You’ll note the peer’s AllowedIPs are for both the core router network, and the other network’s private IP space. This allows bi-directional routed traffic. Note, I am not masquerading any IPs here. This is all a raw IP packet routing 😀

Also, on the host, you will need to enable IP forwarding, and I personally also allow ICMP forwarding too, for troubleshooting:

sysctl -w net.ipv4.ip_forward=1
echo "net.ipv4.ip_forward=1" >> /etc/sysctl.conf

The first line enables it right meow. The second line makes it persist across boots.

Afterwards, I had to modify the hardware router config, as it was responsible for handing out the DHCP leases. I have a TP Link router on both networks, and they allow for adding routing table entries.

I needed two additional ones there: Dest Network: 192.168.42.0/24 via 192.168.0.100 (IP address of the laptop dealing with wireguard routing) Dest Network: 10.8.0.0/24 via 192.168.0.100 (Same, but this allows the network to also know where the VPN routing network is)

Also, this side is the network that I have full management of the firewall inbound, public address, etc. So, I also needed to forward the UDP port to it, but elected instead to make it the DMZ host. I’ll leave this exercise to the reader, but you will either need to full expose the machine to the internet, or forward UDP 51820 to 192.168.0.100.

Network 2

This network hosts most of the services, and only one or two endpoints I full manage, and have full control over. This machine will call into the hub, and initiate the connections. The config is as follows:

[Interface]
Address = 10.8.0.2/32
SaveConfig = true
ListenPort = 51820
PrivateKey = THIS NETWORK'S PRIVATE KEY 

[Peer]
PublicKey = HUB'S PUBLIC KEY 
AllowedIPs = 10.8.0.0/24, 192.168.0.0/24, 192.168.42.1/32 # These are all of the networks allowed to route through here.  Note the 192.168.42.1/32, this is so the network can do its thing
Endpoint = PUBLIC IP OF HUB:51820
PersistentKeepalive = 30

If you end up needing three, or four or whatever other sites, you can basically just copy/paste this config into each, modifying the private key, modifying the local router, and adding the network to the hub as well.

You ALSO need to enable packet forwarding on this host. Use the same commands as above for the hub.

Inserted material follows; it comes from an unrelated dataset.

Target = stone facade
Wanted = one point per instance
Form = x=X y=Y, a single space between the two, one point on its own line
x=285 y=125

Also, in the hardware router, you will need to add routes back, for the 192.168.0.0/24 and 10.8.0.0/24 networks.

Summary

If you need another network, this isn’t an issue! Just make sure you add all of your networks in the wireguard confs, so it knows where they are, and that they are allowed. And each hardware router in each network will need backroutes to the other networks you need as well.

All in all, easy peasy. And, if you don’t want to use an old laptop, or don’t have one, a Raspberry Pi 3 or better should handle wireguard connections for about 5-10 networks, if I were to guess.

Some next up articles will be about spinning up some DNS servers for your newly created network, and Proxmox with clustering!